Case #2: Knee Rehabilitation Program Relieves Severe Osteoarthritis

Based on X-rays, a 66-year-old female with chronic bilateral knee pain was told she had bone-on-bone osteoarthritis and that total knee replacement (TKA) was her only option. The patient’s mother had a terrible experience with TKA and she didn’t want to go through this.

For seven years, the patient lived with pain and stiffness. When she went to Shelbourne Knee Center for a second opinion, Rodney Benner, MD, examined her knees and recommended Shelbourne Knee Center’s research-backed Knee Rehabilitation Program for Osteoarthritis. Dr. Benner gave her cortisone injections in both knees in order to manage the pain and facilitate PT.

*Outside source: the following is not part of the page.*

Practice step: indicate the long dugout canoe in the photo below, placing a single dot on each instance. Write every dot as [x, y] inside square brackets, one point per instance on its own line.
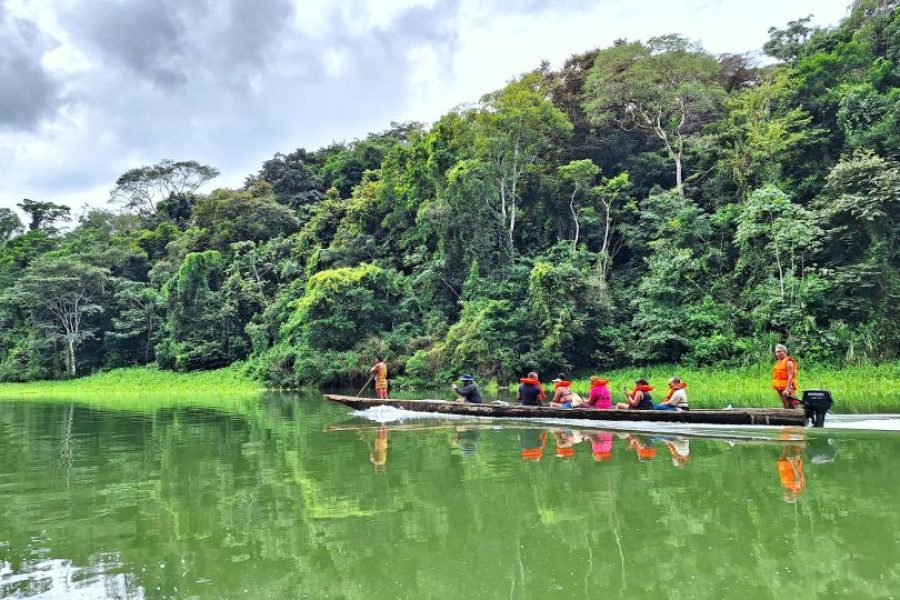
[731, 416]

The patient is currently participating in the Knee Rehabilitation Program. If she later decides to have surgery, the improvement in range of motion and strength that she’s achieving will lead to a better outcome and a faster, easier recovery.


References

  1. Shelbourne, KD. The art of the knee exam. Presentation at Andrews University, February 10, 2022.
  2. Shelbourne, KD. The Art of the Knee Examination: Where Has It Gone? The Journal of Bone & Joint Surgery. August 4, 2010 - Volume 92 - Issue 9 - p e9 doi: 10.2106/JBJS.I.01691
  3. Patient Survey on Knee Exams. Shelbourne Knee Center, 2009. Unpublished data.